A memoir by Italian-Latvian author Marina Jarre. Steeped in the history of twentieth-century Europe, this memoir probes questions of time, language, womanhood, belonging and estrangement, while asking what homeland can be for those who have none, or many more than one.
An extraordinary, luminous memoir that unfurls from author Marina Jarre's native Latvia in the 1920s and expands southward to the Italian countryside.
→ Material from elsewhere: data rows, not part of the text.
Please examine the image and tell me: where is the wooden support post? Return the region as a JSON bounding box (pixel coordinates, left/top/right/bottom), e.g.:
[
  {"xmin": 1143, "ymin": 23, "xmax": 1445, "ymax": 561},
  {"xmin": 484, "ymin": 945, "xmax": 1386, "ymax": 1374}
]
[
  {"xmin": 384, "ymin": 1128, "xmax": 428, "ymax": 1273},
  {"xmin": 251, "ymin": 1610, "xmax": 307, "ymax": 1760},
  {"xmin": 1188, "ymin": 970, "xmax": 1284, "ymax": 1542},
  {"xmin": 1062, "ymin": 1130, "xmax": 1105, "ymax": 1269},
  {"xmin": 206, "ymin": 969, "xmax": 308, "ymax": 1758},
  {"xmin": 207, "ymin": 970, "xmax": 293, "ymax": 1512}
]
'Beautifully ingenious... Saturated in the history of the European 20th century, and made all the more compelling by Ann Goldstein's luminous translation' Vivian Gornick
'Her masterwork' New York Times
'Ann Goldstein's shimmering translation of Jarre's prose delivers into English a European masterpiece' Benjamin Taylor
'Lucid, luminous prose... The first of her books available in English (and) it must not be the last' Los Angeles Review of Books
In distinctive writing as poetic as it is precise, Jarre depicts an exceptionally multinational and complicated family- her elusive, handsome father a Jew who perished in the Holocaust; her severe, cultured mother an Italian Lutheran who translated Russian literature; and her sister and Latvian grandparents. Jarre narrates her passage from childhood to adolescence, first as a linguistic minority in a Baltic nation and then in traumatic exile to Italy after her parents' divorce, where she lives with her maternal grandparents among a community of French-speaking Waldensian Protestants and discovers that fascist Italy is a problematic home for a Riga-born Jew.
First published in 1987 and now translated into English for the first time, this powerful and incisive memoir is steeped in the history of twentieth-century Europe, and probes questions of time, language, womanhood, belonging and estrangement, while asking what homeland can be for those who have none, or many more than one.